L'Éducation nationale paralysée


Publié / Actualisé
Les trois quarts des collèges et lycées de La Réunion ne fonctionnent plus. Les écoles primaires sont à leur tour touchées par la grève. Après l'évacuation des grévistes par la police, ce jeudi 10 avril 2003 à 6 heures, le rectorat a été fermé . Une manifestation - prélude au grand rassemblement du mardi 15 avril -, est prévue pour ce jeudi à 15 heures
Les trois quarts des collèges et lycées de La Réunion ne fonctionnent plus. Les écoles primaires sont à leur tour touchées par la grève. Après l'évacuation des grévistes par la police, ce jeudi 10 avril 2003 à 6 heures, le rectorat a été fermé . Une manifestation - prélude au grand rassemblement du mardi 15 avril -, est prévue pour ce jeudi à 15 heures
Plusieurs centaines de manifestants sont rassemblés devant le rectorat depuis jeudi matin. Ils ont commencé à arriver dès l'annonce de l'évacuation de leurs collègues grévistes qui occupaient les locaux de l'Administration depuis mardi.
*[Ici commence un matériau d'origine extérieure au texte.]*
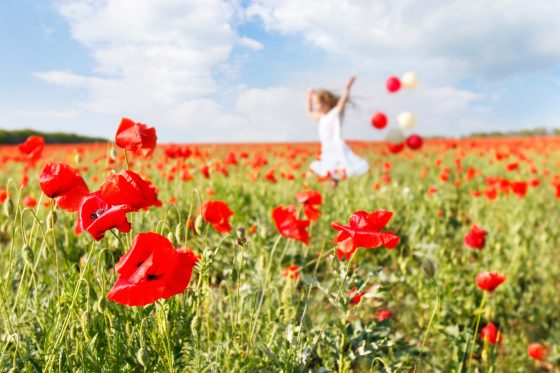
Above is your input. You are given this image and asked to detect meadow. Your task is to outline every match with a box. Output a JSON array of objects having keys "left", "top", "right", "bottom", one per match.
[{"left": 0, "top": 131, "right": 560, "bottom": 372}]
Une cinquantaine de syndicalistes se trouvaient dans les locaux du rectorat lorsque la police est intervenue au petit matin. L'évacuation s'est faite sans heurts, mais les grévistes ont visiblement très mal vécu l'intervention policière. "Nous n'avons pas dégradé les locaux, nous n'avons pas menacé le personnel non gréviste, le recteur a dit mardi qu'il comprenait notre action, alors je ne vois pas pourquoi on nous traite de cette façon" lançait, amer, un syndicaliste.
D'ailleurs, l'intersyndicale a immédiatement lancé un appel un durcissement du mouvement. D'où le rassemblement devant le rectorat. "On a demandé à d'autres fonctionnaires, les policiers, de se dresser contre nous et de nous faire sortir, nous personnel de l'Éducation nationale, de la maison qui est la nôtre, en l'occurrence le rectorat, c'est inadmissible" protestait l'un des porte - paroles de l'intersyndicale, Gilbert Romain.
"Nous n'irons pas à Paris"
Vincent Cellier de la FSU annonçait ensuite qu'à la demande du gouvernement, le préfet avait proposé qu'une délégation de l'intersyndicale se rende à Paris pour rencontrer le ministre de l'Éducation nationale, Luc Ferry. "Cette proposition relève du mépris. Nous ne pouvons pas accepter d'aller négocier seuls à Paris. Le problème est national et c'est donc au niveau national que la négociation doit se faire" notait Vincent Cellier.
On sait en effet qu'à l'instar de leurs collègues métropole, les grévistes protestent contre le projet de transfert des personnels ATOS (agents techniciens et ouvriers de service) de la fonction publique d'État à la fonction publique territoriale et contre le projet d'alignement des régimes de retraite du public sur ceux du privé.
Une manifestation est prévue pour ce jeudi après-midi à 15 heures devant le rectorat. Les syndicalistes ont aussi lancé un appel pour un grand rassemblement mardi 15 avril 2003 devant le jardin de l'État à Saint-Denis.
Depuis ce jeudi matin, les écoles primaires ont rejoint le mouvement de grève.